Au fil des jours, des années et des événements, tel que je m’en souviens : il est grand, il est beau, en bonne santé, il a les cheveux bouclés, il est excité, il est accablé, il est sérieux, il est plaintif, il est joyeux, il est au courant des nouveaux restaurants agréables, il vient de découvrir un écrivain que tout le monde connaît déjà ou au contraire que ses amis seront heureux de lire à leur tour, il est malade, il est combatif, il est rieur, il a les cheveux courts, il raffole des belles choses, il est compréhensif, il est jeune, il trouve que des gens exagèrent, je n’ai jamais pris de LSD ni d’héroïne avec lui, il est toujours très bien habillé, élégant, et il aurait 65 ans aujourd’hui, comme moi.

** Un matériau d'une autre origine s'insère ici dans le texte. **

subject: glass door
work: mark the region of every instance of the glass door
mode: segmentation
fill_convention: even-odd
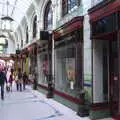
[[[109,42],[110,102],[113,115],[118,114],[119,109],[119,61],[117,48],[117,41]]]

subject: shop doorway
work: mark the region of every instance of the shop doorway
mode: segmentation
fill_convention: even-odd
[[[103,93],[112,115],[119,112],[119,56],[117,40],[103,41]]]
[[[119,56],[117,40],[109,41],[110,106],[112,115],[119,112]]]

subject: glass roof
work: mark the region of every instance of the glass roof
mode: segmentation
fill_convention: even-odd
[[[32,2],[33,0],[0,0],[0,18],[3,16],[13,18],[12,26],[15,30]]]

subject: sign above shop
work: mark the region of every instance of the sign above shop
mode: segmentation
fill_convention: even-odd
[[[49,40],[49,31],[40,31],[40,40]]]
[[[120,10],[120,0],[104,0],[88,10],[90,22],[93,23],[102,17]]]

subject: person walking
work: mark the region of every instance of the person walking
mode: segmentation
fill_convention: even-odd
[[[12,92],[12,83],[13,83],[13,75],[11,74],[9,77],[10,91]]]
[[[0,87],[1,87],[1,99],[4,100],[4,84],[7,83],[7,78],[2,68],[0,68]]]
[[[21,68],[18,68],[18,74],[17,74],[17,91],[20,90],[22,91],[22,72],[21,72]]]
[[[23,73],[23,89],[25,90],[25,86],[28,80],[28,76],[26,74],[26,72]]]

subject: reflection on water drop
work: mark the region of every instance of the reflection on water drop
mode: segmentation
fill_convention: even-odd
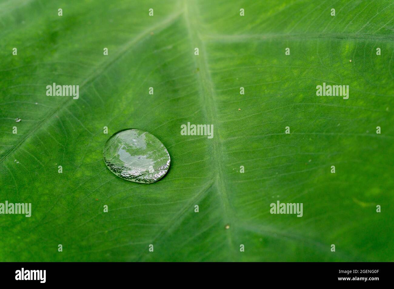
[[[139,129],[115,133],[103,151],[107,167],[125,180],[148,184],[158,180],[170,166],[167,149],[156,136]]]

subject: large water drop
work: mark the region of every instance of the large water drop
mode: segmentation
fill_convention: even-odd
[[[105,144],[103,156],[113,173],[136,182],[158,181],[170,166],[170,156],[164,145],[153,134],[139,129],[126,129],[113,134]]]

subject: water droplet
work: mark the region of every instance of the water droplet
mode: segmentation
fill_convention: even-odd
[[[103,156],[110,171],[136,182],[158,181],[170,166],[170,156],[164,145],[153,135],[139,129],[114,133],[107,141]]]

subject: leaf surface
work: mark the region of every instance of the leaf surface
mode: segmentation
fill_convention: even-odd
[[[32,206],[0,215],[0,260],[393,261],[393,7],[0,2],[0,202]],[[54,83],[79,98],[47,96]],[[349,99],[317,96],[323,83]],[[182,135],[188,122],[213,138]],[[106,167],[127,128],[167,149],[159,181]],[[271,214],[277,201],[303,216]]]

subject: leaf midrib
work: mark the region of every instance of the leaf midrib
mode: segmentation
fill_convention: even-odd
[[[200,83],[199,96],[201,98],[201,104],[205,108],[207,118],[210,123],[214,125],[214,137],[210,140],[213,143],[213,146],[208,146],[212,147],[212,151],[213,156],[212,166],[213,171],[216,172],[215,183],[219,198],[221,201],[221,204],[223,214],[223,227],[224,229],[225,224],[229,223],[231,225],[230,216],[233,216],[233,212],[231,212],[231,206],[230,204],[229,196],[227,194],[225,179],[223,175],[224,171],[221,160],[223,160],[223,150],[220,143],[220,134],[218,129],[218,123],[217,118],[217,106],[215,101],[216,93],[215,88],[212,84],[213,83],[209,70],[209,64],[206,56],[207,50],[204,43],[200,36],[198,31],[199,14],[199,8],[195,0],[184,0],[184,16],[186,22],[188,32],[192,46],[191,54],[194,57],[195,63],[197,67],[199,68],[199,72],[197,74],[197,77],[199,79]],[[193,15],[190,17],[188,13],[190,9],[193,12]],[[194,48],[199,48],[198,55],[195,55],[193,52]],[[215,129],[216,128],[216,129]],[[231,229],[230,229],[231,230]],[[226,235],[229,245],[230,248],[234,248],[232,240],[231,237],[231,231]]]

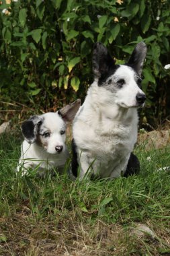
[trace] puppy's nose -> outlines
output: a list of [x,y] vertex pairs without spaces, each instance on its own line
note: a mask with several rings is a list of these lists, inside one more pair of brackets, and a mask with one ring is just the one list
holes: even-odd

Comment vit-on le reste de sa vie quand on a perdu aussi jeune des amis autant aimés ?
J’ai eu une chance incroyable de rencontrer, au sens fort, des êtres aussi magnifiques. Et j’ai eu la chance incroyable d’en rencontrer d’autres – grâce à Michel et Hervé, d’ailleurs, factuellement ou psychologiquement.